And then, we will reach the zenith of compiler-based techniques with Intel Itanium for almost all the work of the processor which is scheduling dispatch rename you name it, all of it is outsourced to software. So, this is essentially a natural extension of this, let us first look at some simple techniques and then, move to Intel Itanium.

So, Intel Itanium for people who have not heard of it is a flagship Intel server processor for very high-end servers.

So, there is an Intel Itanium 1, Itanium 2, I am not very sure if there is an Itanium 3 or not, but it was a joint effort between Intel and HP to produce a server chip that relies on the compiler heavily and this is an important paradigm of course, Itanium did not see

great days after that so, it is not extremely popular, but nevertheless, it is a very revolutionary design in this space and popularity has many factors depends on the market and different aspects of it.

So, let us have a logical separation between an academic discussion and a market discussion. so, they essentially belong to two different courses.

(Refer Slide Time: 22:43)



So, the key question that we would like to ask is can the compiler optimise the code? Well, yes, before you ask me, it is yes. The reason being that we have already seen this happen. In the case of an in-order pipeline, we have already seen the compiler do a lot. Well, what was it doing? It was reordering the code to avoid stalls.

So, let us say between a load use hazard, it was in inserting some other instruction, then it was leveraging delayed branches to bring instructions before the branch to the two delay slots after it so, this was also reducing stalls and the compiler was also ensuring correctness if the hardware did not have interlocks. So, the compiler did play a role.

So, we can see it can do more, it can reduce the code size which is the number of dynamic instructions that can be done. It can increase the ILP. So, it can identify more instructions that can be sort of co-located such that they are fetch together and we can execute more in parallel. It can reduce slow instructions with faster variants which we

shall see this is known as strength reduction, a very important from the point of view of performance and power also and the modern compilers actually do much more.

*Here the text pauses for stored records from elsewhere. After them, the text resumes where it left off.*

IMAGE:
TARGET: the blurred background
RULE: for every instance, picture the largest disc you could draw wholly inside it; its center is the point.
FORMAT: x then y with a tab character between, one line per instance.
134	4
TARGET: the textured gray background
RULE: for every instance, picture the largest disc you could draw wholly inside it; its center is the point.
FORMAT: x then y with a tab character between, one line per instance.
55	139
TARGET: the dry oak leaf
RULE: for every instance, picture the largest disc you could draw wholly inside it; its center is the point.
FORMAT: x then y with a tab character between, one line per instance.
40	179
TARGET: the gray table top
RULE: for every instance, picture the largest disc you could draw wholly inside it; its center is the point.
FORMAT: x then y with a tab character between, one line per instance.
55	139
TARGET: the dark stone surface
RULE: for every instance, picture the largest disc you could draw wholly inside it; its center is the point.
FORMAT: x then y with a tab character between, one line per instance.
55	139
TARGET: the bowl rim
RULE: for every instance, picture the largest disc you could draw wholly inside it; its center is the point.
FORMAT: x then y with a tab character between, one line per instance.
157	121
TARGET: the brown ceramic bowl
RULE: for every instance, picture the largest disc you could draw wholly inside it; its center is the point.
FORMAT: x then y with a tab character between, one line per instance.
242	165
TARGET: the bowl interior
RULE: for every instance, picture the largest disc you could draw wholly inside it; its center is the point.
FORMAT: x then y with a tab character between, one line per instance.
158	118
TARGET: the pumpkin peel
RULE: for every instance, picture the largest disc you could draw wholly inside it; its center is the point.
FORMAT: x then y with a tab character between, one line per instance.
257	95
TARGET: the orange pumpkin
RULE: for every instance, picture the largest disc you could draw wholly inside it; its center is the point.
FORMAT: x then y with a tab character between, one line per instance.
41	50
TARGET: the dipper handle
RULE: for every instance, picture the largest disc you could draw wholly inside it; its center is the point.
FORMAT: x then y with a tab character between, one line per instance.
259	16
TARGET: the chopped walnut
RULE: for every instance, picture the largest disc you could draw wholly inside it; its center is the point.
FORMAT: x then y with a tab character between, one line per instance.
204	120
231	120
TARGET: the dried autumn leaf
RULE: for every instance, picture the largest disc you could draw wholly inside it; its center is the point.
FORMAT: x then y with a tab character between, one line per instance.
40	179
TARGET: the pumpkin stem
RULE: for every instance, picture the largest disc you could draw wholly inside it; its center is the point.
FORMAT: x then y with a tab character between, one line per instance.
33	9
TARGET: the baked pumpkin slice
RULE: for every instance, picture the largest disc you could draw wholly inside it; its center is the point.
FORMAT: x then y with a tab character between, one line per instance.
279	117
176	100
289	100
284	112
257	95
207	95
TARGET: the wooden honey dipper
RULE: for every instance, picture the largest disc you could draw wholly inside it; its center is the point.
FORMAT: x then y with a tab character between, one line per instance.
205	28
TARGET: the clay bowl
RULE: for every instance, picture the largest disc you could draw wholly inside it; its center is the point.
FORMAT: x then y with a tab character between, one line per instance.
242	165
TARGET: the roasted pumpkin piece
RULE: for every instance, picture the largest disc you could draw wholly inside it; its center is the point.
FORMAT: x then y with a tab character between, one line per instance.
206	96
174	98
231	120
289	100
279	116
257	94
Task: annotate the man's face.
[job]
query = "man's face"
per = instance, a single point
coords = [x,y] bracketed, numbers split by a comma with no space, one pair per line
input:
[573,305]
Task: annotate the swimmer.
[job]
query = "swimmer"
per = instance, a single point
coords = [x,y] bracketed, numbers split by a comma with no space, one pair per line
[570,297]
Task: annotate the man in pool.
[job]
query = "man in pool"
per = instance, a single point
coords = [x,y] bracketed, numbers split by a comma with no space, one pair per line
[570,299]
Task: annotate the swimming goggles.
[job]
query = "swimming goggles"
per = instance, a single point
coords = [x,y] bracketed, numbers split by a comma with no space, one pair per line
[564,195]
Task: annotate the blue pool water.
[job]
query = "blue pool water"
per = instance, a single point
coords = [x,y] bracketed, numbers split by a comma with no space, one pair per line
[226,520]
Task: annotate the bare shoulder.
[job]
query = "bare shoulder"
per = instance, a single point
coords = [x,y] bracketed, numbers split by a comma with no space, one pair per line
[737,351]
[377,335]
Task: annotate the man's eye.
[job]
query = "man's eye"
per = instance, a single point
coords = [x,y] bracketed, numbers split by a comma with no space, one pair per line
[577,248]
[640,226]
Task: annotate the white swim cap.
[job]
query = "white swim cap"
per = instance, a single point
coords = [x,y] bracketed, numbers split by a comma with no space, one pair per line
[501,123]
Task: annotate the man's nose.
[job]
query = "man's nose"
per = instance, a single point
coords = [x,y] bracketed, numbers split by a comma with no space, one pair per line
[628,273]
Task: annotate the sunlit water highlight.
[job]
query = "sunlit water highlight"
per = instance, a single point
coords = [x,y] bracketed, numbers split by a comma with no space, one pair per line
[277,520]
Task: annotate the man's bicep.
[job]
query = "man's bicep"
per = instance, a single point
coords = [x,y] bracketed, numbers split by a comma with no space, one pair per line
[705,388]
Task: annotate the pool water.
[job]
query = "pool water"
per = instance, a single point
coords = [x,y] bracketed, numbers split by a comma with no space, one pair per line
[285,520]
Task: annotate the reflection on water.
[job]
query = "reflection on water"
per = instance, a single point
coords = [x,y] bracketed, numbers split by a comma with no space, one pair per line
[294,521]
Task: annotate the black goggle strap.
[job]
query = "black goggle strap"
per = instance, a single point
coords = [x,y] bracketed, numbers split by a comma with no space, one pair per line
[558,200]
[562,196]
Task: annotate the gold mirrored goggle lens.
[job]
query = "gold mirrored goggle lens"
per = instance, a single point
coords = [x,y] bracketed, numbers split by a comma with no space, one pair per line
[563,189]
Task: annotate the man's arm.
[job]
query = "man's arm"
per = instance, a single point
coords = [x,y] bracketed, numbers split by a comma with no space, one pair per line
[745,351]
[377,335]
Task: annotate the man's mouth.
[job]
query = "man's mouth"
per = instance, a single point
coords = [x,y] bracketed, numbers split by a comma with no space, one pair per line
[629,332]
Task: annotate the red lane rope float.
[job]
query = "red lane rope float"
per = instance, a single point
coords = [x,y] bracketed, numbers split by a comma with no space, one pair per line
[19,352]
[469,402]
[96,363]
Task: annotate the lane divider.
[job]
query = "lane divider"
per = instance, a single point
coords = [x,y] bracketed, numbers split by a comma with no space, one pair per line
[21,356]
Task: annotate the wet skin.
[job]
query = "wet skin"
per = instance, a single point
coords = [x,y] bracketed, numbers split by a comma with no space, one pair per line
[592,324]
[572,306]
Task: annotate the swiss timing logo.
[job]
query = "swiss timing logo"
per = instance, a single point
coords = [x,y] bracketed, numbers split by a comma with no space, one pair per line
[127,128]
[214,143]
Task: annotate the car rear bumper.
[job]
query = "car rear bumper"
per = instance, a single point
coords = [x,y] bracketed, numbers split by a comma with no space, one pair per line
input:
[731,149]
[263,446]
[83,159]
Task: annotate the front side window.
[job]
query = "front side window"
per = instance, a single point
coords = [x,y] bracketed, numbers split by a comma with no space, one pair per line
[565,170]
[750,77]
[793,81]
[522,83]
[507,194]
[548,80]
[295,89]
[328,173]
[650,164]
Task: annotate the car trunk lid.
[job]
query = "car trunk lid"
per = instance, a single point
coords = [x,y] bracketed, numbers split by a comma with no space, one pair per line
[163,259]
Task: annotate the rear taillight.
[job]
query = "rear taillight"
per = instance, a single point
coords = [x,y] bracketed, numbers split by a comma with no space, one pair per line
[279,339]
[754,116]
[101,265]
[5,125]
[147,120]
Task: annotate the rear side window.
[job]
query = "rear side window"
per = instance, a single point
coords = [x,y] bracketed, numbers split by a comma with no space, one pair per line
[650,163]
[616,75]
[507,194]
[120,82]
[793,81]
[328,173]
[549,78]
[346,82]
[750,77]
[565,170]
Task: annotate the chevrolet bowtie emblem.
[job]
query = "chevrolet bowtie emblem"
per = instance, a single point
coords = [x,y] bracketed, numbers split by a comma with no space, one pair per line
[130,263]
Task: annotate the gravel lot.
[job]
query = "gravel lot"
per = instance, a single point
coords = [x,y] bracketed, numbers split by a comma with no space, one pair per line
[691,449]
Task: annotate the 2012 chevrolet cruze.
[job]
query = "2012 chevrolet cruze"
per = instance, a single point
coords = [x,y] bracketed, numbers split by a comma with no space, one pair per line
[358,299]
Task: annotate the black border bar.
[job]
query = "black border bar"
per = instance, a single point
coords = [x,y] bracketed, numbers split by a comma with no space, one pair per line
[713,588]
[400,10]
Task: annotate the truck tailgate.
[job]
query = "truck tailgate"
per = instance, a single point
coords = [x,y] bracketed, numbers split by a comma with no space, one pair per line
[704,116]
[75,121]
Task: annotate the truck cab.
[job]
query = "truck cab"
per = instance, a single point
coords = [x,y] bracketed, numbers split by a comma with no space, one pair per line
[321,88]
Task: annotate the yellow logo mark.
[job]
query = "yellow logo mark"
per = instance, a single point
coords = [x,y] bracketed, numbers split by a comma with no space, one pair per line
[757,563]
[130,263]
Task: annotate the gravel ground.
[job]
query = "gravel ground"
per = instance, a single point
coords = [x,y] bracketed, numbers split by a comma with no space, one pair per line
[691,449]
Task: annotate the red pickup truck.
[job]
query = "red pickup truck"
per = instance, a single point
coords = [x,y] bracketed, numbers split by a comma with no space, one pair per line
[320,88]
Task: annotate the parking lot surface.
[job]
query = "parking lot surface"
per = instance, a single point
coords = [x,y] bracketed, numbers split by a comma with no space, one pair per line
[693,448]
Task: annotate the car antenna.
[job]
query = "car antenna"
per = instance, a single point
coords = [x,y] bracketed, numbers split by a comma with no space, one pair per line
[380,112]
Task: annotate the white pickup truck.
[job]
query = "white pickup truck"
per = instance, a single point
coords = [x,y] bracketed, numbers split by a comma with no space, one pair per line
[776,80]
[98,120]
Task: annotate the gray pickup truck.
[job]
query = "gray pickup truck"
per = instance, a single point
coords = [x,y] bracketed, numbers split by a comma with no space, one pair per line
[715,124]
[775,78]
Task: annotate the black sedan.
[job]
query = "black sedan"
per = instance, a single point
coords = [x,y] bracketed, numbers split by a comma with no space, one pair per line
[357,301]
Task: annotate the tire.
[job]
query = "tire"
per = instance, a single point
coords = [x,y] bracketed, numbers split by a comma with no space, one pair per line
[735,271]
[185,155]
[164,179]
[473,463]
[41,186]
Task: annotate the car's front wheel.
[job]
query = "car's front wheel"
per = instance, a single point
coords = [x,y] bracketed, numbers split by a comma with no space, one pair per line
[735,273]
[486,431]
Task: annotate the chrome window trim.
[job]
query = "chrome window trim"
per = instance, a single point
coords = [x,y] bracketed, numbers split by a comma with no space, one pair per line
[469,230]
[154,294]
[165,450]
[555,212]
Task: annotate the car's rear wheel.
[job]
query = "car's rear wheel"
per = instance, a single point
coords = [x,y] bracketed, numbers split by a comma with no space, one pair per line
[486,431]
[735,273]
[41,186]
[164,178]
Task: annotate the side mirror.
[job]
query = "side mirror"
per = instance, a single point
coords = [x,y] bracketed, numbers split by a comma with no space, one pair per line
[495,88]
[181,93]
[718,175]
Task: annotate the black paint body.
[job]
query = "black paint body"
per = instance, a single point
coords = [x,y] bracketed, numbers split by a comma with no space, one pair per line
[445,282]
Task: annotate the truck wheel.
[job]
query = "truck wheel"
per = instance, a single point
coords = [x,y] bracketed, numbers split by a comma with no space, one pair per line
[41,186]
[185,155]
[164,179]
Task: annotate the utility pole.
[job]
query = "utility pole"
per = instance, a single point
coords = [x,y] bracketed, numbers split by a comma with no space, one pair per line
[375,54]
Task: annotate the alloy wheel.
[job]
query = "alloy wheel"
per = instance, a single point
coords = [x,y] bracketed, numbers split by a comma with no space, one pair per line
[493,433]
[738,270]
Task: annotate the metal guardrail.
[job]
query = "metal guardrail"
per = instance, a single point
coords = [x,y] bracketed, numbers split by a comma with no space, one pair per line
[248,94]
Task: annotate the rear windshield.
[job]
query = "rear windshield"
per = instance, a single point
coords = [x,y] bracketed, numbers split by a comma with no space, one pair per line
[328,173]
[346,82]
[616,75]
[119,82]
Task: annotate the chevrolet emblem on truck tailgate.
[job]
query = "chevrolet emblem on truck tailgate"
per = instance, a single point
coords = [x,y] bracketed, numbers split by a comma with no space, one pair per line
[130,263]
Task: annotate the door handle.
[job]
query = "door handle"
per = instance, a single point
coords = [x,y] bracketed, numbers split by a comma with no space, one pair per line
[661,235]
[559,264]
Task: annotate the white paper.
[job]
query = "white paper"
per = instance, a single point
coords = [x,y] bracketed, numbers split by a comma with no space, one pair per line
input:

So, I would like to add one thing that in most undergraduate compiler courses, they only focus on lexing and parsing which is essentially known as the front-end. So, what does lexing do? Well, it takes a C program, if let us say you are building a C-compiler, breaks it into individual tokens like a for loop the word for is a token, then the brace is a token, a variable is a token and so on and these tokens are then sent to a parser like Yacc which makes a parse tree and parse tree is basically a data structure that represents the program, this is further optimise and we generate the code.

So, most modern compiler courses especially at the graduate level, they do not focus on lexing and parsing, they assume that all of this is done, this is easy technology, they just focus on what is known as the abstract syntax tree which is an output of parsing actually.

So, the abstract syntax tree is then processed, processed, processed, so, then like an assembly line, we have different compiler parsers, it just do different operations on the abstract syntax tree and keep on making it more efficient and finally, we generate the code and we produce the binary.

So, these compiler passes, these are something that we will study, and most modern compilers have different optimization levels were depending upon what you specify they will either have more passes or less passes. So, more or the number of passes, more efficient is the code and also, it takes more time to compile. So, if I just do gcc x.c well, this is the default, it will do some optimization not a lot, I can add a flag (-01) optimization level 1, it will do more (-02), even more (-03) maximum.

So, you I invite you to do this that you take a C program and then, you enable different compiler optimizations, run the C program, and see how long it takes. You will see that gradually as you increase the level of optimization, the program becomes faster, faster, and faster and this is a great advantage of modern compilers that look if you want to compile very quickly, then no problem, use a lower optimization level, but then your final code will be slower or you want to spend more time during compilation, in any case not much use (-o3).

(Refer Slide Time: 27:09)



So, let us now come to our first optimization which is known as constant folding. Take a look at the code over here. If you look at it, we are doing arithmetic operations, but if you think about it, there is no reason to actually do them do the addition for example, we can instead analyse this in the compiler, most compilers will actually not do the addition, they will just say a = 10, just set a = 10.

Once a has been set to 10, most compilers will not do the multiplication, they will just set b = 20. Once that has happened, most compilers will just set c to 400 and we are thus avoiding two multiply instructions, two add instructions and also, one additional instruction of putting 4 into a register because in most ISAs, we cannot have two immediates as arguments.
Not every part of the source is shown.